Mr. Clemens asks what the French sensualists can possibly teach the great American people about novel writing or morality? Well, it would not seriously hurt the art of the classic author of Puddin Head Wilson to study Daudet, De Maupassant, Hugo and George Sand, whatever it might do to his morals. Mark Twain is a humorist of a kind. His humor is always rather broad, so broad that the polite world can justly call it coarse. He is not a reader nor a thinker nor a man who loves art of any kind. He is a clever Yankee who has made a good thing out of writing. He has been published in the North American Review and in the Century, but he is not and never will be a part of literature. The association and companionship of cultured men has given Mark Twain a sort of professional veneer, but it could not give him fine instincts or nice discriminations or elevated tastes. His works are pure and suitable for children, just as the work of most shallow and mediocre fellows. House dogs and donkeys make the most harmless and chaste companions for young innocence in the world. Mark Twains humor is of the kind that teamsters use in bantering with each other, and his laugh is the gruff haw-haw of the backwoodsman. He is still the rough, awkward, good-natured boy who swore at the deck hands on the river steamer and chewed uncured tobacco when he was three years old. Thoroughly likeable as a good fellow, but impossible as a man of letters. It is an unfortunate feature of American literature that a hostler with some natural cleverness and a great deal of assertion receives the same recognition as a standard American author that a man like Lowell does. The French academy is a good thing after all. It at least divides the sheep from the goats and gives a sheep the consolation of knowing that he is a sheep.

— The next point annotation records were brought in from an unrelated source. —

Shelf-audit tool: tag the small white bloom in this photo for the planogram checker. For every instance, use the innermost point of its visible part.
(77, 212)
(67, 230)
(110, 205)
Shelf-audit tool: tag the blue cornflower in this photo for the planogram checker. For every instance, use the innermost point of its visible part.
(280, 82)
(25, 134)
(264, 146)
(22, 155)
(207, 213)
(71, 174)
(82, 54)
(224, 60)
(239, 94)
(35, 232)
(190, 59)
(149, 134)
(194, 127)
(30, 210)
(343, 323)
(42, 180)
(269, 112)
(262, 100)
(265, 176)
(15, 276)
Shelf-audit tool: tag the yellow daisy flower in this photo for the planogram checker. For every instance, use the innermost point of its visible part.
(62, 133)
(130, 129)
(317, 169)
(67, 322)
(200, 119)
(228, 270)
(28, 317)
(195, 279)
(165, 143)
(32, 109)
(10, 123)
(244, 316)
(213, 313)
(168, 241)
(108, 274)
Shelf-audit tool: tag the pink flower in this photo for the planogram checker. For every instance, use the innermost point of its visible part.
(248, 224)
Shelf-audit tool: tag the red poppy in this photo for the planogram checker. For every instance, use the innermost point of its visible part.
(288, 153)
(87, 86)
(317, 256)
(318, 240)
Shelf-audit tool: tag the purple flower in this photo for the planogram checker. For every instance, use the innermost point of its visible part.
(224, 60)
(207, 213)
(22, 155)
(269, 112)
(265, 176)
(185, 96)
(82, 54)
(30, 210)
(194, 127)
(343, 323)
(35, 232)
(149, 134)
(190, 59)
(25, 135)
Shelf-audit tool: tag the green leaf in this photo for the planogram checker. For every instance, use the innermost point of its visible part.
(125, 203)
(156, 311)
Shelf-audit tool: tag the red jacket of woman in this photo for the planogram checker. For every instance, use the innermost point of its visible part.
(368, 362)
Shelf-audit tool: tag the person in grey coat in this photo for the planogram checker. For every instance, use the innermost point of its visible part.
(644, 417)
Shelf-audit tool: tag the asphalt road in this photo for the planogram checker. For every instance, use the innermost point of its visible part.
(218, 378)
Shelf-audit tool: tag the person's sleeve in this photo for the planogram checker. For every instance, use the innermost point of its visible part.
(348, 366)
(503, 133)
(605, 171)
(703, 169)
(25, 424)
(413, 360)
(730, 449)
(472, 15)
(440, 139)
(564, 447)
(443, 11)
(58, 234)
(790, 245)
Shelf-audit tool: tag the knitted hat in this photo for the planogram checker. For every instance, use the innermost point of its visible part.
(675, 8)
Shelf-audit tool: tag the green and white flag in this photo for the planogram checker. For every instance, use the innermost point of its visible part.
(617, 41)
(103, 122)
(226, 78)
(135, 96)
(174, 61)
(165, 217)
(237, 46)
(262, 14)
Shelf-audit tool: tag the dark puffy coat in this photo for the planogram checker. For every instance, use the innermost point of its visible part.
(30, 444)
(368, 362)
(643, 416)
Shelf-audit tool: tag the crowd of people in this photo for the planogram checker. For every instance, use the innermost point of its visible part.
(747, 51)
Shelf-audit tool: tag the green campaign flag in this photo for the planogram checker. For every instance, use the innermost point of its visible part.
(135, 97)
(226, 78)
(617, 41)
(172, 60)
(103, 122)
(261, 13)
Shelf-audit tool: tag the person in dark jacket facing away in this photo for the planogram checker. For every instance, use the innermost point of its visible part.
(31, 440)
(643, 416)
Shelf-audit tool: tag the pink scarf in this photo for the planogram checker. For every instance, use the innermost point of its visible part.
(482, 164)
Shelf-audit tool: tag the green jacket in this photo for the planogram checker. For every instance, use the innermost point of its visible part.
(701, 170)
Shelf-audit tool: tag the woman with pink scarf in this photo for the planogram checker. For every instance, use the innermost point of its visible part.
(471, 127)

It is rather a pity that Paul Bourget should have written Outre Mer, thoroughly creditable book though it is. Mr. Bourget is a novelist, and he should not content himself with being an essayist, there are far too many of them in the world already. He can develop strong characters, invent strong situations, he can write the truth and he should not drift into penning opinions and platitudes. When God has made a man a creator, it is a great mistake for him to turn critic. It is rather an insult to God and certainly a very great wrong to man.
Nebraska State Journal, May 5, 1895
I got a letter last week from a little boy just half-past seven who had just read Huckleberry Finn and Tom Sawyer. He said: If there are any more books like them in the world, send them to me quick. I had to humbly confess to him that if there were any others I had not the good fortune to know of them. What a red-letter-day it is to a boy, the day he first opens Tom Sawyer. I would rather sail on the raft down the Missouri again with Huck Finn and Jim than go down the Nile in December or see Venice from a gondola in May. Certainly Mark Twain is much better when he writes of his Missouri boys than when he makes sickley romances about Joan of Arc. And certainly he never did a better piece of work than Prince and Pauper. One seems to get at the very heart of old England in that dearest of childrens books, and in its pages the frail boy king, and his gloomy sister Mary who in her day wrought so much woe for unhappy England, and the dashing Princess Elizabeth who lived to rule so well, seem to live again. A friend of Mr. Clemens once told me that he said he wrote that book so that when his little daughters grew up they might know that their tired old jester of a father could be serious and gentle sometimes.